I fatti, compresi in gran parte a Mercato San Severino, Salerno e Agro Nocerino e che vanno dal 2013 al 2019, riguardano accuse - contestate a vario titolo - di associazione per delinquere di stampo mafioso finalizzato alla commissione di una serie di delitti in materia di giochi e scommesse illegali, intestazione fittizia di beni, riciclaggio, reimpiego di denaro provento di delitto in attività economiche, auto-riciclaggio, con l’aggravante di aver agevolato organizzazioni criminali. Secondo le accuse, in due anni il gruppo avrebbe incassato 5 miliardi di euro. Denaro che avrebbe favorito, in particolare, il clan dei Casalesi. L’udienza preliminare è stata fissata per il prossimo luglio.

L’inchiesta dell’Antimafia aveva ottenuto il processo per circa 18 persone. Sullo sfondo del lavoro dei carabinieri vi sarebbe stata una vera e propria holding del gaming on line (casinò, poker Texas Holdem) associata alla rete dbgpoker, non autorizzata in Italia. I giochi erano raggiungibili attraverso slot machine e totem installati nelle località del Sud Italia, dove era ritenuta più forte la pressione della criminalità organizzata. Il business si basava su una piattaforma informatica realizzata nel 2000 da uno degli imputati, già noto alle forze dell’ordine, un romano. I server, coordinati da Mercato San Severino, erano invece stati dislocati nei paradisi fiscali, come Panama e l’isola di Curacao.

A capo dell’associazione la Dda collocò un uomo ritenuto vicino ad una ‘ndrina in Calabria, insieme ad altri che avevano il compito di consentire giochi e scommesse illecite sulla piattaforma, diffondendo le stesse e acquisendo poi i proventi illeciti mediante raccolta fisica del denaro contante scommesso dai partecipanti.

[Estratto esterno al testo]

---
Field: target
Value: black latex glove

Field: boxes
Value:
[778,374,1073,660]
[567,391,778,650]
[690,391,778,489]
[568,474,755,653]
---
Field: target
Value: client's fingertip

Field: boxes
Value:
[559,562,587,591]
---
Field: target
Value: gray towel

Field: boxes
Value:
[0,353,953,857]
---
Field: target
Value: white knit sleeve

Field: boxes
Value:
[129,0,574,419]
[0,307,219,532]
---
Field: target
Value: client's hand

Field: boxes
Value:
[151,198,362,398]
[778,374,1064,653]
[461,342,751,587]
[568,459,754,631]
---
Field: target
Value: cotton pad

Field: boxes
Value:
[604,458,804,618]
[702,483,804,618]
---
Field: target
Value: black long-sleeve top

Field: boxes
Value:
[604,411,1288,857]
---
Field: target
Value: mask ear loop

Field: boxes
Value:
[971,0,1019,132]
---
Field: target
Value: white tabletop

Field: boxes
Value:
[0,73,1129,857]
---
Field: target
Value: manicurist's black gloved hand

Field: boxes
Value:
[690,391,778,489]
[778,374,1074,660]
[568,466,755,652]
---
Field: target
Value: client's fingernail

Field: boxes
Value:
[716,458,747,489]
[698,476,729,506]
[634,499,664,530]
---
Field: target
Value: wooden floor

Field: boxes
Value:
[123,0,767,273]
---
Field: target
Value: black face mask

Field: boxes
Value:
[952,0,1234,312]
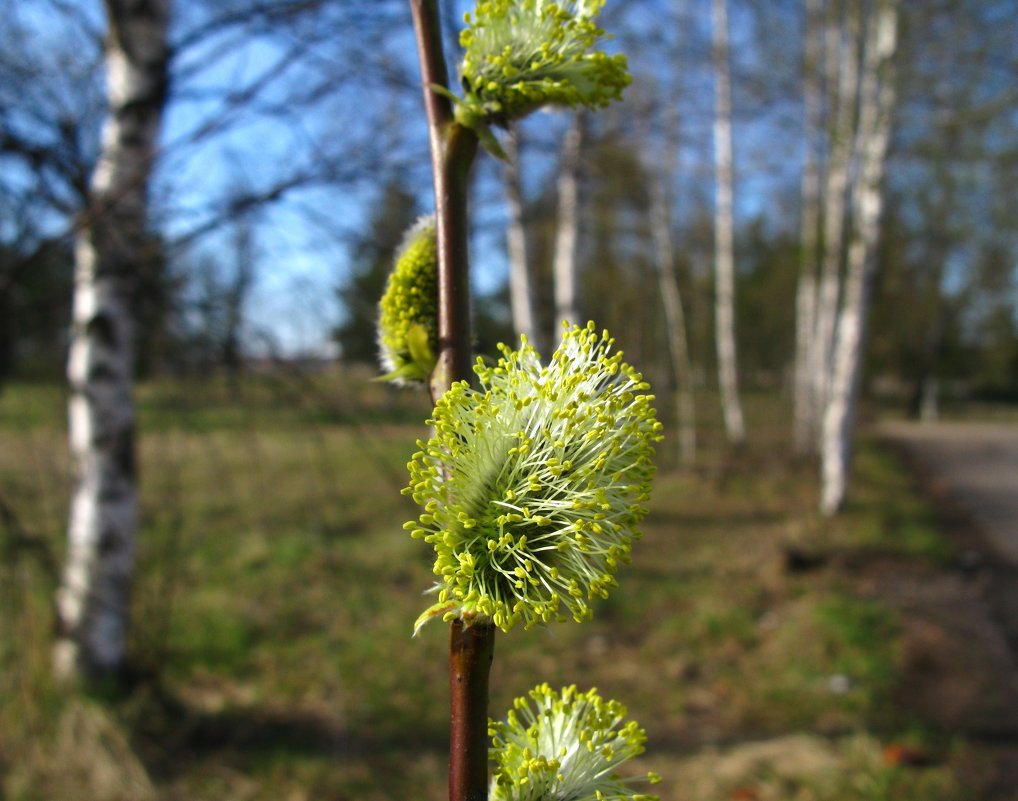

Tutto questo avveniva mediante transazioni finanziarie non tracciabili. Il sistema piramidale aveva alla base il giocatore, che finanziava l’attività. Alla punta più alta, il vertice vendeva ai vari livelli gestionali crediti virtuali che, poi, diventavano reali grazie alle giocate online o ai totem fisici scollegati dalla rete dei Monopoli, dei giocatori finali. Una parte importante dei guadagni restava al casinò (i vertici della gang) mentre il resto andava ai quattro livelli collocati al di sotto: Nazioni, Regioni, Distretti e Club. Undici furono i siti web sequestrati, insieme a due società e a 3 milioni di euro in possesso di uno degli imputati e altri soggetti, ritenuti prestanome. Stando alle accuse - che dovranno passare il vaglio del gip - riciclare denaro sporco attraverso le scommesse illegali e il gioco d’azzardo serviva ai clan della provincia di Caserta anche per pagare gli affiliati e il mantenimento dei detenuti.